Theoretical study of phonon-mediated superconductivity beyond Migdal-Eliashberg approximation and Coulomb pseudopotential (2301.13520v2)

Abstract: In previous theoretical studies of phonon-mediated superconductors, the electron-phonon coupling is treated by solving the Migdal-Eliashberg equations under the bare vertex approximation, whereas the effect of Coulomb repulsion is incorporated by introducing one single pseudopotential parameter. These two approximations become unreliable in low carrier-density superconductors in which the vertex corrections are not small and the Coulomb interaction is poorly screened. Here, we shall go beyond these two approximations and employ the Dyson-Schwinger equation approach to handle the interplay of electron-phonon interaction and Coulomb interaction in a self-consistent way. We first derive the exact Dyson-Schwinger integral equation of the full electron propagator.
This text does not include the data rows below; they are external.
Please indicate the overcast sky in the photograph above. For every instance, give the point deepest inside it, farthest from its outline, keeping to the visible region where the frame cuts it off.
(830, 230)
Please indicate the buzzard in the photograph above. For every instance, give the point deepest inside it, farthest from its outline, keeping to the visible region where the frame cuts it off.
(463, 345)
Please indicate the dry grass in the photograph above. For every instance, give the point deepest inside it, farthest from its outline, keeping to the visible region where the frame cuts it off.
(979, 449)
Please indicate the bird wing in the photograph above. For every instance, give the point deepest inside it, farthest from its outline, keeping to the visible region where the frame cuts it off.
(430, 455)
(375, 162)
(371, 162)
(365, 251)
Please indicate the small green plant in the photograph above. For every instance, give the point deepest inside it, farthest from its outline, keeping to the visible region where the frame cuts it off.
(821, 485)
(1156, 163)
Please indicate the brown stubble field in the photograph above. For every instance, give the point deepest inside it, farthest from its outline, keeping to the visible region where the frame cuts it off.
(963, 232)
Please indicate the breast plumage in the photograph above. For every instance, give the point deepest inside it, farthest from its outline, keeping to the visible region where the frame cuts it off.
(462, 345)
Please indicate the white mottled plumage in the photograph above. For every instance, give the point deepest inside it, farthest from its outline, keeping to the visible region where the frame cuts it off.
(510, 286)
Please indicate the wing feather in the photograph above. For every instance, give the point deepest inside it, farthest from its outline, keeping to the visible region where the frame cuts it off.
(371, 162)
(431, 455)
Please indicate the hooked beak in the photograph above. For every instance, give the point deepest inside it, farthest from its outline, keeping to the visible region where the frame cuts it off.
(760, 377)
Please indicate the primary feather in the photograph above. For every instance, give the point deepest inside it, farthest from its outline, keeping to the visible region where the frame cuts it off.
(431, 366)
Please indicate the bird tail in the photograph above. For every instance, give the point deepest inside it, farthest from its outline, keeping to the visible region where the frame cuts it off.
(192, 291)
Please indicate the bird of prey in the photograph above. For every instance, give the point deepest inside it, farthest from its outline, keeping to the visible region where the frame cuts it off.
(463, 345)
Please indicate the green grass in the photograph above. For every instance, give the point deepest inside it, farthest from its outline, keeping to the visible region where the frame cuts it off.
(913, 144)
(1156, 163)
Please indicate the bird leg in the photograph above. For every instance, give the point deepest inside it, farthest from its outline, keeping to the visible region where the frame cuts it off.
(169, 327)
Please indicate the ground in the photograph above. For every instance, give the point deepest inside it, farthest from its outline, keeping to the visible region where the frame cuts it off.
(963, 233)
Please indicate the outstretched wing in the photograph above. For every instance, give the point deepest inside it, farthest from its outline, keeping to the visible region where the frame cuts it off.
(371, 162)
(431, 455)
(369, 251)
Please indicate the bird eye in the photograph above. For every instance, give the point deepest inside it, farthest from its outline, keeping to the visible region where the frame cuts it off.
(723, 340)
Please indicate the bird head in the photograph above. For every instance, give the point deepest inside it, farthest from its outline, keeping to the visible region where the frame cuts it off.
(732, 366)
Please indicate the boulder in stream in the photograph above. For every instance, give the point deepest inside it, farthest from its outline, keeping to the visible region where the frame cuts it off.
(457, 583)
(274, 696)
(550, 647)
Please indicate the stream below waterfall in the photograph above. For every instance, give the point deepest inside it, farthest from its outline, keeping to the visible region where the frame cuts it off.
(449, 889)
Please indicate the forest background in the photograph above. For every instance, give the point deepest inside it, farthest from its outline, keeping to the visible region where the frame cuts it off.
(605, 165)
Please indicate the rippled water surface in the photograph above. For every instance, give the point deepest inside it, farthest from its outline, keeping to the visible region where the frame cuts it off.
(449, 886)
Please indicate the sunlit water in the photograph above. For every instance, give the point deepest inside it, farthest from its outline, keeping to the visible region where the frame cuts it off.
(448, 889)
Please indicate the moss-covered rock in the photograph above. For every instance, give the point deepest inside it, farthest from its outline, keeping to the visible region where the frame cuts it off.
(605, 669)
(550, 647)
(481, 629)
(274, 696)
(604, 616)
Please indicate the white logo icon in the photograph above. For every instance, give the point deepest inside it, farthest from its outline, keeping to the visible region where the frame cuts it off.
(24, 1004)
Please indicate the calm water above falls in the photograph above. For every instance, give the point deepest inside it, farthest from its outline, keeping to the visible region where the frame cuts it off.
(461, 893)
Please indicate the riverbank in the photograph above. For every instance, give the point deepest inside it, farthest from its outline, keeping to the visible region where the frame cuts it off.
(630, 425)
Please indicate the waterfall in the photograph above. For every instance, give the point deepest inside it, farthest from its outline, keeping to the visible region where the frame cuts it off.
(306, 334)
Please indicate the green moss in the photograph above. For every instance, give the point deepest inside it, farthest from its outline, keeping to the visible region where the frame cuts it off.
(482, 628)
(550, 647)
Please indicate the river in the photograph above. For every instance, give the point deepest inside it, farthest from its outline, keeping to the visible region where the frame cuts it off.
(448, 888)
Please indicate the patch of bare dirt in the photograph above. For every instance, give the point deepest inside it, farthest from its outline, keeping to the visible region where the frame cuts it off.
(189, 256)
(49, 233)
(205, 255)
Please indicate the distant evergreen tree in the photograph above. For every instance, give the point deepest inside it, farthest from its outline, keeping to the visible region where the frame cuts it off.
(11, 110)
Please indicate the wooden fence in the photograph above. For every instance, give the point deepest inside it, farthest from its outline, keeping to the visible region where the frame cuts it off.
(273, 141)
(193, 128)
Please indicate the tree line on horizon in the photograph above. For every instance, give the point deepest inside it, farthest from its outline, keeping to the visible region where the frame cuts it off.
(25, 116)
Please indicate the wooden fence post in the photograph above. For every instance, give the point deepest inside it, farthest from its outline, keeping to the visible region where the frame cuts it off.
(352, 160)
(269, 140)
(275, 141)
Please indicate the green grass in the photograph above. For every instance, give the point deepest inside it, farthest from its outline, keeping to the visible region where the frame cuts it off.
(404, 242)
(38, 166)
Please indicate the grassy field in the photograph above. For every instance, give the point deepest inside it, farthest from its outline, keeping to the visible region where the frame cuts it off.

Such an equation contains several unknown single-particle propagators and fermion-boson vertex functions, and thus seems to be intractable. To solve this difficulty, we further derive a number of identities satisfied by all the relevant propagators and vertex functions and then use these identities to show that the exact Dyson-Schwinger equation of electron propagator is actually self-closed. This self-closed equation takes into account not only all the vertex corrections, but also the mutual influence between electron-phonon interaction and Coulomb interaction. Solving it by using proper numerical methods leads to the superconducting temperature $T_{c}$ and other quantities. As an application of the approach, we compute the $T_{c}$ of the interfacial superconductivity realized in the one-unit-cell FeSe/SrTiO${3}$ system. We find that $T{c}$ can be strongly influenced by the vertex corrections and the competition between phonon-mediated attraction and Coulomb repulsion.